Cada um vinha do seu tempo e, se ambos sobreviveram com um "perfume de lenda", como escreve Umberto Eco sobre Corto, o facto é que foi Hugo Pratt quem marcou a imaginação que trespassa as fronteiras do espaço e da imaginação. Por isso, Corto Maltese é o herói moderno que sobrevive à sua contemporaneidade.
Talvez as pistas sobre este marinheiro maltês, filho de uma cigana de Sevilha e de outro marinheiro perdido, que nasceria em 1887 e cresceria no bairro judeu de Córdoba, ou seja, sem pátria, assistindo depois às guerras inaugurais do novo século, estejam por aí espalhadas: Italo Calvino participara na preparação de um guião de um filme, Tikoyo e o tubarão (1962, Folao Quilici), sobre uma criança que fala com o amigo tubarão, e horizontes oníricos desse tipo foram sendo esplorados por muitos autores (veja-se a "Balada" ou "Mu"); e, evidentemente, a literatura de viagens aventurosas, de Rimbaud a Jack London, povoara a juventude de Hugo Pratt. Pratt, aliás, cresceu na Etiópia, viveu em Buenos Aires e Veneza, e sobretudo, percorreu as fábulas em que se mistura com Corto, a que dá forma no dia 10 de Julho de 1967, com A Balada do Mar Salgado - fez agora cinquenta anos.
O maravilhamento de algumas figuras cimeiras da literatura com a BD, mesmo que a vissem como género menor, também não é de hoje e não se inventou certamente com Pratt. Steinbeck, que não era modesto, adivinhava provocatoriamente um Nobel para Al Capp, pela força do seu Li'l Abner, a representação encantatória do mundo rural norte-americano (e de uma simplicidade desarmante que levava a água ao seu moinho). Umberto Eco dedicou-se aos Peanuts e a Charlie Brown num livro, Apocalípticos e Integrados, em que descreve os enquadramentos de cinema na tira do desenho.
Pode-se perguntar então de onde vem o ciúme ou a curiosidade que escritores de mérito têm da banda desenhada. No caso do sucesso de Pratt, percebe-se de onde vem essa sensação: é que Corto Maltese é mesmo um romance em forma de apresentação gráfica.
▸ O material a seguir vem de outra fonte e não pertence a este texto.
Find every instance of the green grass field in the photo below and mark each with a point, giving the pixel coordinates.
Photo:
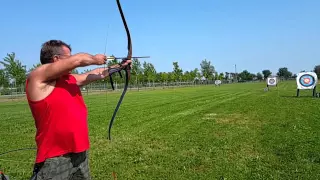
(235, 131)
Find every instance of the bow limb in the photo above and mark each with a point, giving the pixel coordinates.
(127, 68)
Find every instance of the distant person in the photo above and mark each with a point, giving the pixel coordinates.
(59, 111)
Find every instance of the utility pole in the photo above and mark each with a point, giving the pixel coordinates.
(235, 71)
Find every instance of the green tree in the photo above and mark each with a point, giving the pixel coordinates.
(14, 69)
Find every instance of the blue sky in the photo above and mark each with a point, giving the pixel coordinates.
(253, 34)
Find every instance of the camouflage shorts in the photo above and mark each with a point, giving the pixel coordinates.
(71, 166)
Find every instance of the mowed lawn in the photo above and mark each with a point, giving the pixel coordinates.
(235, 131)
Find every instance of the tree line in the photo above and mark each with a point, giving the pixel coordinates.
(14, 73)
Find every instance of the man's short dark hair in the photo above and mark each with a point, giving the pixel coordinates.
(51, 48)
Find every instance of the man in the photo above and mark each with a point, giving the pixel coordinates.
(59, 110)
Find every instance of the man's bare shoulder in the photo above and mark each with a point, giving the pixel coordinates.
(36, 88)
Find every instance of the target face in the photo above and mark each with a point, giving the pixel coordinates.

Aliás, Pratt explora decididamente esse vínculo e pisca o olho à literatura clássica: Pandora lê Melville, Slutter lê Rilke e Shelley, Corto cita Conrad e a Utopia de More e, ao atravessar as mitologias (célticas, etiópicas, caribenhas, argentinas, venezianas, o vodoo ou o que lhe apetece), ao escolher com quem se cruza (Butch Cassidy, o Barão Vermelho, Tiro Fixo, mas também Hemingway, Hesse, Joyce), vive aventuras que transcendem os limites do tempo. Nenhum romance pode pedir mais, se os traços são marcados, se as personagens vivem a sua vida, se nos surpreende, então é a melhor literatura. É certo que, sendo desenho, deciframos melhor nessas páginas alguma coisa do autor (Eco conta que a sua filha pequena, apresentada a Pratt, disse que ele era Corto), e portanto a mentira da literatura é vivida à nossa vista.
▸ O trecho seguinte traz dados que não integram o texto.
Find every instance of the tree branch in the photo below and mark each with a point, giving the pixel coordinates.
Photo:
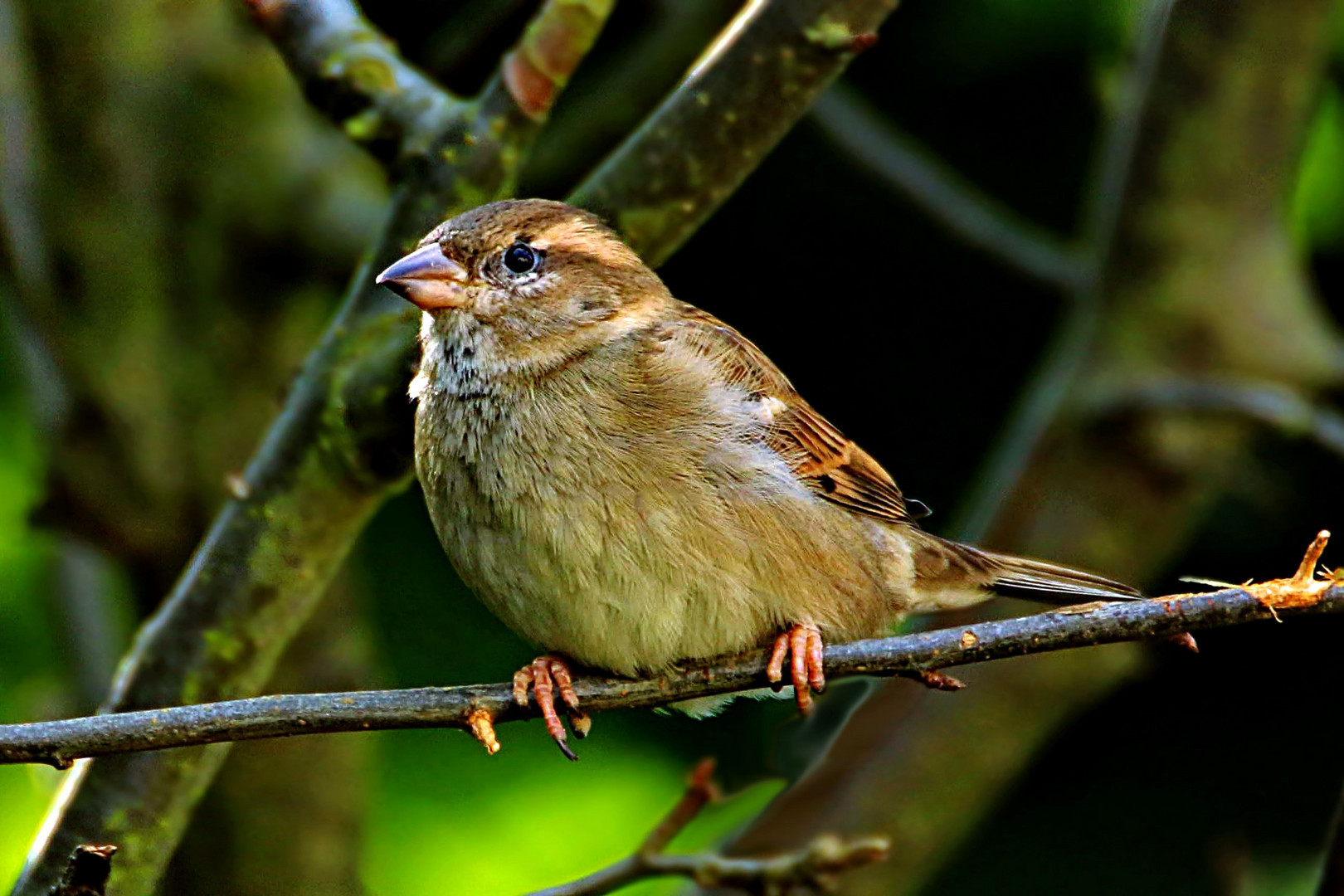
(285, 715)
(339, 448)
(745, 91)
(86, 872)
(1069, 345)
(964, 212)
(1274, 405)
(813, 868)
(353, 74)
Mas Pratt morreu há vinte anos. Corto, que é mais teimoso, continua agora com o desenho dos espanhóis Juan Dias Canales (Blacksad) e Ruben Pellejero, em Sob o Sol da Meia Noite, já editado em Portugal (Arte de Autor, 2017), anunciando-se um segundo livro desta dupla, Equatoria. Discutir-se-á se outro escritor pode continuar Os Maias ou A Guerra e Paz e dir-se-á que não pode. Mas, neste atrevimento, Corto cruza-se com Jack London, encontra rebeldes irlandeses, sonha com Rasputine, destrói uma rede de tráfico de mulheres, percorre o Yucon - e nós imaginamos o resto e aceitamos a aventura.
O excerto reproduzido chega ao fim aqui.